The story of Evangel
My son Evangel has a rare condition; CTD – Creatine Transporter Deficiency which is on of the Cerebral Creatine Deficiency Syndrome. Currently there is no cure for CTD. Evangel is severely affected; has struggles with breathing issue, feeding issues, painful muscle spasms, he is non-verbal, can not sit nor stand. He is floppy and stiff at the same time. He also struggles with seizures which is currently being managed with medication.
I am Evangel’s primary caregiver. His disease makes it difficult for me to work full-time due to the cost implications of a private nurse, I currently work part-time and hired a daily nanny to attend to him while I am away. But this means attending any social function or church services with or without him is very difficult, because you have to plan to attend. I have been blessed with some few family members and friends who come over to visit randomly. Due to his feeding difficulties, we spend a total of about 1:30 in feeding at a time.

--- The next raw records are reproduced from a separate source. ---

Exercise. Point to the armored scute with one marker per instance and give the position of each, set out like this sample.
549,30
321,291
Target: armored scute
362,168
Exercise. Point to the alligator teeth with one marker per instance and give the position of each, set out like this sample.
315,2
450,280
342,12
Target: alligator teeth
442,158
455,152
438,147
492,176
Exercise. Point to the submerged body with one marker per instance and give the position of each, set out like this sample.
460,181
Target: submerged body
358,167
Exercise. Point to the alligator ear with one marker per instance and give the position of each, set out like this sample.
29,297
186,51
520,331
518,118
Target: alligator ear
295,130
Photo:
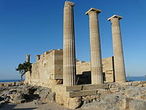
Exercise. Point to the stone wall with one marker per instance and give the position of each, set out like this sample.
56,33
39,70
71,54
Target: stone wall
48,69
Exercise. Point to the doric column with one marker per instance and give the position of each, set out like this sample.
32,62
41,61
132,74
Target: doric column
69,60
95,48
27,58
120,75
37,57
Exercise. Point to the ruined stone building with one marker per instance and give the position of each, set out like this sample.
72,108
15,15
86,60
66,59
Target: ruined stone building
70,78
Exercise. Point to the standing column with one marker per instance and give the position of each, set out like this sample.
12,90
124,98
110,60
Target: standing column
69,60
120,75
27,58
95,48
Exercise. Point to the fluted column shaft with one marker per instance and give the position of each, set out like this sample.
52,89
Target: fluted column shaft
27,58
120,75
95,48
69,63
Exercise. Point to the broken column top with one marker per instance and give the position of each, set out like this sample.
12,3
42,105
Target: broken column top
93,10
68,3
115,16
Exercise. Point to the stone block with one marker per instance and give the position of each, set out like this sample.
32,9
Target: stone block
82,93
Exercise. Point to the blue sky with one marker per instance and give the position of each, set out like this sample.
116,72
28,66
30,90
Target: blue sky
35,26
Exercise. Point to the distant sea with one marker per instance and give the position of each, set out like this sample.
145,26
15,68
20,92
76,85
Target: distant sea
130,78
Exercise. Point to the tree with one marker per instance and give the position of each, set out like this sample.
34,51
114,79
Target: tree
23,68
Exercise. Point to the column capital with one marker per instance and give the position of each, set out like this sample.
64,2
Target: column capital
114,16
93,10
68,3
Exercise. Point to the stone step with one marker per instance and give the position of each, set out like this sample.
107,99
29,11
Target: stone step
82,93
86,87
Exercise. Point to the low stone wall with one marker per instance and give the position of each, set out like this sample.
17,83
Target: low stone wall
7,84
125,96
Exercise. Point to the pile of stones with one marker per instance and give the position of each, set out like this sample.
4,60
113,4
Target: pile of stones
25,93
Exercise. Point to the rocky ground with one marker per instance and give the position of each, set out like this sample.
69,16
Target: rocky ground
129,96
24,97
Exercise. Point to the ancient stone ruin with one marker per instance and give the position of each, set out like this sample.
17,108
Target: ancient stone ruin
71,79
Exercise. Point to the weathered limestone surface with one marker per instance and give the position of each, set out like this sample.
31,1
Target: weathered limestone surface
120,75
69,59
83,67
48,69
27,58
96,62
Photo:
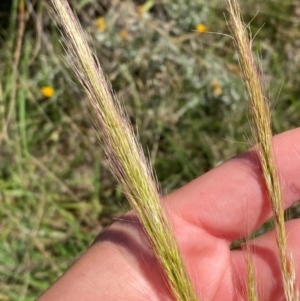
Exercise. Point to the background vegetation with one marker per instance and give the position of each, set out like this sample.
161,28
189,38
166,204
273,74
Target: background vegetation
181,88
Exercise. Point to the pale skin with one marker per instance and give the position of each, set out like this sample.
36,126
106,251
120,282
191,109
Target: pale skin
207,215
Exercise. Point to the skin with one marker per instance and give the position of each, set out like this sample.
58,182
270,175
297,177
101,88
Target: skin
207,215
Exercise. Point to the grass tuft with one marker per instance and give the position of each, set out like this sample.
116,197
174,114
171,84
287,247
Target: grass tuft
260,116
126,158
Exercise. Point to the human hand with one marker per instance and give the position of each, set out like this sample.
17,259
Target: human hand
207,215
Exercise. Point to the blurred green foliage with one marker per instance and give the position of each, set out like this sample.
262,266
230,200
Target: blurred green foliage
181,89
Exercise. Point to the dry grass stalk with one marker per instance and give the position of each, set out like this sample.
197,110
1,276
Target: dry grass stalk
126,157
261,127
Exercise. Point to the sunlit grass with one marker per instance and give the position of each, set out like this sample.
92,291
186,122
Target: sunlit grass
56,192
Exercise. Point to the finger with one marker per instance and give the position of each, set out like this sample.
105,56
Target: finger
266,263
230,201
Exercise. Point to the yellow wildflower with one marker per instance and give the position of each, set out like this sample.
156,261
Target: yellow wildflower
123,34
101,25
47,91
201,28
217,88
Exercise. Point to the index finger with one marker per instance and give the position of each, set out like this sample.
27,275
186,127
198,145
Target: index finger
230,201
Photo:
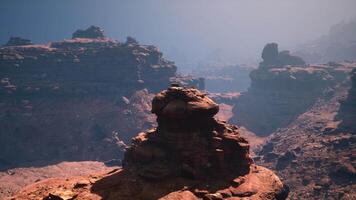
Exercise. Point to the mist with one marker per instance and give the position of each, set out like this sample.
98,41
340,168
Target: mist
188,32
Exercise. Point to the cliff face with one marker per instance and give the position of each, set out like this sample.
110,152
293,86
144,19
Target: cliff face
315,153
190,155
278,94
347,112
90,89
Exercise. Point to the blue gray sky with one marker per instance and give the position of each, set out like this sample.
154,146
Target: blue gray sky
187,31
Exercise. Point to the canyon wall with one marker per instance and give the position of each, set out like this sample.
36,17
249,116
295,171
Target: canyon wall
279,93
77,99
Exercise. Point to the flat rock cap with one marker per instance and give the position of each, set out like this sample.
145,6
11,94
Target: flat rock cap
181,102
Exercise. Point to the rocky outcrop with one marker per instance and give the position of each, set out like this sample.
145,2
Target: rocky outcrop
221,78
90,89
187,129
337,45
272,57
279,94
190,155
347,111
17,41
315,153
91,32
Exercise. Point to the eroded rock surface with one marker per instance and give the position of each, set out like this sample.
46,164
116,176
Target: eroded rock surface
90,89
278,95
272,57
190,155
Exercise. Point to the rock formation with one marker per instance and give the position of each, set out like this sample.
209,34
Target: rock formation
190,155
272,57
278,94
17,41
91,32
347,112
315,154
224,78
91,89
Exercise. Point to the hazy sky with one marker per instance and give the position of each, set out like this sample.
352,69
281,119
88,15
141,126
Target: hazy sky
183,29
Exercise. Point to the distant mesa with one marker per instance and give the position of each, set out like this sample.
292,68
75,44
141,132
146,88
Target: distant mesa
93,32
190,155
131,40
272,57
18,41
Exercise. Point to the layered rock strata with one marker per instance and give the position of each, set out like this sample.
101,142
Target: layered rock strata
190,155
315,154
278,94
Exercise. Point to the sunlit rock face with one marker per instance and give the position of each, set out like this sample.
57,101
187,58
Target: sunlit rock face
280,93
190,155
90,89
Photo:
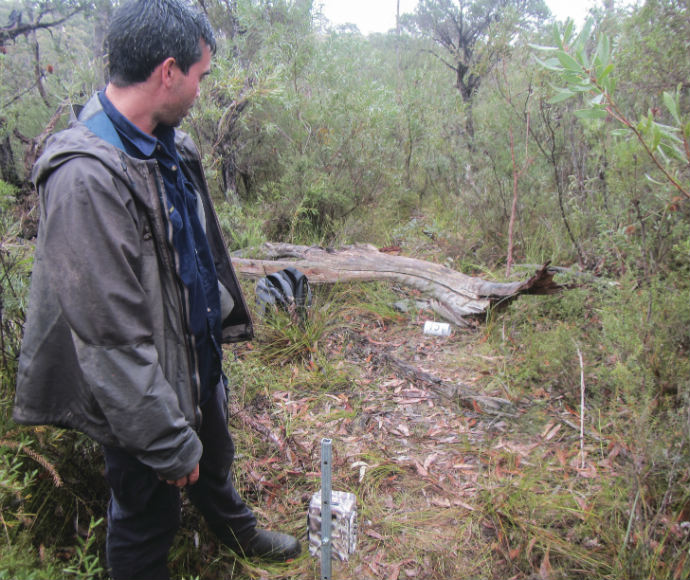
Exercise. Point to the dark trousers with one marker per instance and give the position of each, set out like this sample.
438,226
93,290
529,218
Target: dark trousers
144,512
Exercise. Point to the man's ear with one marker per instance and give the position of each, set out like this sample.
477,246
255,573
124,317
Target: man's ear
168,70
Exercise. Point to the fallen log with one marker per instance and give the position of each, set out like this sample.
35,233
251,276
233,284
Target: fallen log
450,391
456,296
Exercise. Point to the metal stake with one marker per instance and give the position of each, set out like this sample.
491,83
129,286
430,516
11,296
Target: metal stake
326,509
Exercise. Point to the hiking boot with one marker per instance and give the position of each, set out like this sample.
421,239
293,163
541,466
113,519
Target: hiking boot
267,545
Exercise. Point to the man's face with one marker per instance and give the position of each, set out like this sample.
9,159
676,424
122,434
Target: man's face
186,88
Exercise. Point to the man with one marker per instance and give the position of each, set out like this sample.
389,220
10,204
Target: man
133,293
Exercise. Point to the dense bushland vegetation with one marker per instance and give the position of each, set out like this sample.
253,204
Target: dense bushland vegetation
485,143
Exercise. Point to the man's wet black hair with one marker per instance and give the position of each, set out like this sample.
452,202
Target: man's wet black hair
143,33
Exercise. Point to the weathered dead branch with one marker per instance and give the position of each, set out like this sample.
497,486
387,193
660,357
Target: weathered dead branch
455,295
448,390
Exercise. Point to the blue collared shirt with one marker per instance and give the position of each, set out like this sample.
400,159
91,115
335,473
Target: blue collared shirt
196,270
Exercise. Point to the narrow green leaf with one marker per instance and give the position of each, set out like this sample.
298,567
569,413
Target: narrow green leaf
549,64
652,180
603,73
543,48
560,96
583,37
672,151
568,62
672,106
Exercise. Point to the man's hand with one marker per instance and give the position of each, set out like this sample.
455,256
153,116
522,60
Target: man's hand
190,479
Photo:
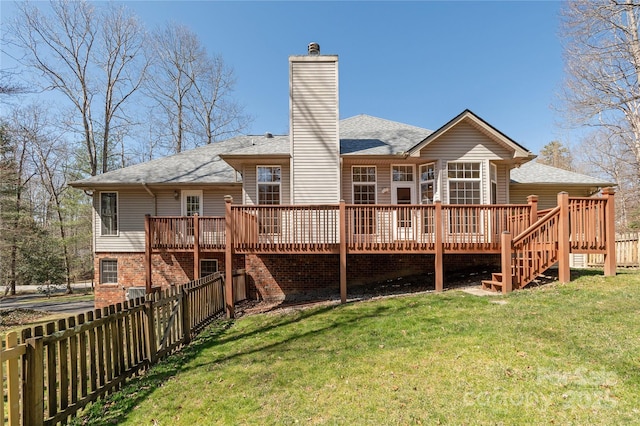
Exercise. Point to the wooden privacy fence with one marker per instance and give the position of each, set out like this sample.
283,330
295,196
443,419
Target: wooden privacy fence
627,251
56,369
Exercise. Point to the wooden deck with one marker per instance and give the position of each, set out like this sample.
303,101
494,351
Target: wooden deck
536,239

Evangel doesn’t get to do things for himself like going out to play with other kids. We don’t go out often due to the fact that we don’t own a vehicle of our own so make it very difficult carrying his wheelchair around, but when we get the change to go outdoors Evangel loves it. He also likes watching cartoons, bubbles and having massages. He really like spending time with his little Aunty and hearing me sing to him.
Evangel’s rare disease has really opened our eyes to a whole new perspective to life. It has also challenged my sense of empathy. His condition has created great opportunity for me to meet different people in the medical field and the rare diseases community. It has also crated the opportunity to help others on a similar journey.
Evangel’s rare disease has turned me into a mini-researcher. I am able to source the cheapest places to buy medical equipment, joined the right parents support group and passed the information to others. I am confident that my husband and some few family and friend got my back in advocating for my boy. I couldn’t have come this far without the massive support from my kids sister, my husband, and some few friends.